Elle prononce « mes chers marquis » avec entre les lèvres cette ironie qui lui va si bien.

« De quoi parliez-vous avec tant de ferveur avant que je vous rejoigne ? »

À nouveau, Bifenbaf est prêt à tomber à terre sous l’effet de la panique.

« Mais… de tout et de rien…

– De musique… enchaîna Kougnonbaf, nous débattions au sujet de… de… de Rachmaninov.

– Je connais Sergueï Rachmaninov, mais pas de Lynda Rachmaninov ! Ne me prenez pas pour une idiote, messieurs. C’est moi qui suis au centre de vos débats, n’est-ce pas ? »

« Elle va nous tuer ! » murmure Kougnonbaf, regardant son comparse.

« Nous sommes morts ! » ajoute Bifenbaf tremblant.

« Alors ! J’attends votre réponse. »

Les deux marquis, terrorisés, restèrent silencieux, regardant chacun la pointe de leurs souliers tant ils craignaient les regards de la jeune fille. S’estimant perdu s’il se taisait aussi bien que s’il parlait, Kougnonbaf osa quelques paroles.

« Majesté, que votre Sire… Euh… Lynda, bien entendu, nous ne pouvions parler que de vous. Vous êtes le centre de ces derniers événements. Nous parlions de votre courage et de votre force, face à l’épreuve de la perte de votre père, notre bien aimé roi Waldemar.

– Nous tenons à vous témoigner toute notre profonde sympathie et nos sincères condoléances, enchérit Bifenbaf, à peine rassuré par la stratégie de son acolyte.

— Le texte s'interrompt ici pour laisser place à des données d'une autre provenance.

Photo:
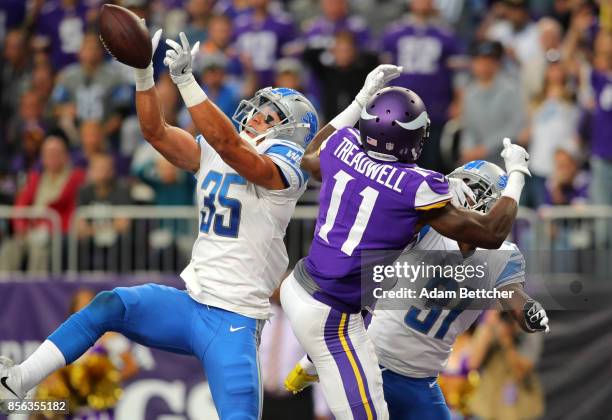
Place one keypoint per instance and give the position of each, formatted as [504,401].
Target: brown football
[124,36]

– Je vous remercie, répondit poliment Lynda. Il est vrai que la disparition de mon père me déchire le cœur, surtout lorsque je pense que je l’ai tant fait souffrir et que ma méchanceté a contribué à cette triste séparation.

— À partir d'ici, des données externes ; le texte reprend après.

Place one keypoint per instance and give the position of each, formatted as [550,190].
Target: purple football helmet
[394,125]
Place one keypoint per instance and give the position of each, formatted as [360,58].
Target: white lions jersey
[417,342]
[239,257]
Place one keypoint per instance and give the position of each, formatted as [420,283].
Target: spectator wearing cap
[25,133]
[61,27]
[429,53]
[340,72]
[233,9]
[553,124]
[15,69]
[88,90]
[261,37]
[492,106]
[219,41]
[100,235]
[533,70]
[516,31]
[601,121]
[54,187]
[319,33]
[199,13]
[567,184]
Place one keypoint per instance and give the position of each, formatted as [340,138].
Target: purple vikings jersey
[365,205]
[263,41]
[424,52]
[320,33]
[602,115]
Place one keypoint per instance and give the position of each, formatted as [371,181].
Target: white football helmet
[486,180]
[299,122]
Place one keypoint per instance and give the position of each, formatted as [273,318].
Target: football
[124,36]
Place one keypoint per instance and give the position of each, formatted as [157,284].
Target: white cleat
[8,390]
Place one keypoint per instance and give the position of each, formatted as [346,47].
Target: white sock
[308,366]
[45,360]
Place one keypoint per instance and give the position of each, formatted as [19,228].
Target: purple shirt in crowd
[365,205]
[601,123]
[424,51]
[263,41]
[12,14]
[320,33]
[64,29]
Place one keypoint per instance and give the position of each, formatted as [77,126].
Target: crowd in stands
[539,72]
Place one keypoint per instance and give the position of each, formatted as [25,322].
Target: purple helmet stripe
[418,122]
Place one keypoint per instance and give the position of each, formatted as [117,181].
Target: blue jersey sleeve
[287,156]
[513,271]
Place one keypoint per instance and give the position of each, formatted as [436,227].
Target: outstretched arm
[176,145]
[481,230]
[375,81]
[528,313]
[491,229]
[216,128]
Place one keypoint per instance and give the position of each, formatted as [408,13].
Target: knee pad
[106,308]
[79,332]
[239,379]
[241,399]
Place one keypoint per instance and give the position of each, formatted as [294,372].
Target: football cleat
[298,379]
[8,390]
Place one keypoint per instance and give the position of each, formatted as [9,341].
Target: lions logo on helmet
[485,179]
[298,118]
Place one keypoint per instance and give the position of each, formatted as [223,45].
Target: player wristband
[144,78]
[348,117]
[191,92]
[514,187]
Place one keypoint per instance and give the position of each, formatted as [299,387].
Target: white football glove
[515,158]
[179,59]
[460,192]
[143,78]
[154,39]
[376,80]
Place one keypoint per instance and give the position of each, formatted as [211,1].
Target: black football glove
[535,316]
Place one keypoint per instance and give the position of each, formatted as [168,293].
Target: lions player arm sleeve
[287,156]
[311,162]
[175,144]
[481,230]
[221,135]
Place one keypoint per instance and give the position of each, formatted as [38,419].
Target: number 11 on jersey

– Mais vous avez changé, et votre père serait fier de vous s’il pouvait vous voir maintenant.

– C’est vrai. Et j’en tire une immense consolation. J’ai acquis des convictions concernant l’éternité. Dans peu de temps, cet être cher entre tous les humains me sera rendu.

– J’aimerais avoir autant de foi, dit Miroslav, cherchant une petite phrase pour attirer son attention.

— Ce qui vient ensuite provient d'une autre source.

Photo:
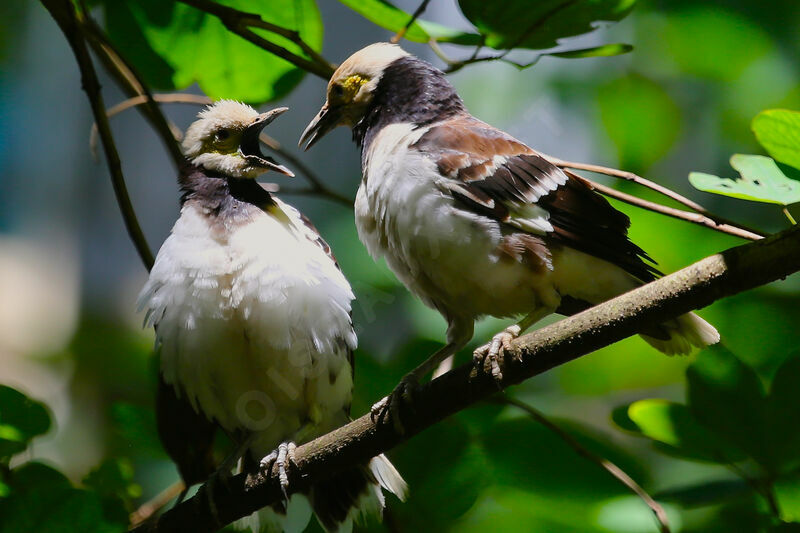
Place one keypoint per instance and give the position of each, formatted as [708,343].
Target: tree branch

– Dans l’attente de ce jour glorieux, je veux racheter mon temps dilapidé dans l’égoïsme et continuer l’œuvre merveilleuse qu’il a commencée.

– Nous ne voulons pas être tenus à l’écart de ce projet. Nous voulons combattre avec vous la pauvreté, l’injustice et l’ignorance.

– Votre aide me sera bien utile. Je sais que vous avez déjà accepté de bonne grâce d’importants sacrifices, renoncé à bien des privilèges et des richesses liées à votre rang.

– Il ne s’agit pas de sacrifices lorsqu’ils sont acceptés dans la joie et dans l’amour de notre patrie et de notre charmante reine. »

Lynda connaissait bien le fond du cœur de ces courtisans. Elle dit en aparté, mais assez haut pour être entendue.

« Éternel, délivre-moi des lèvres fausses et des langues mensongères !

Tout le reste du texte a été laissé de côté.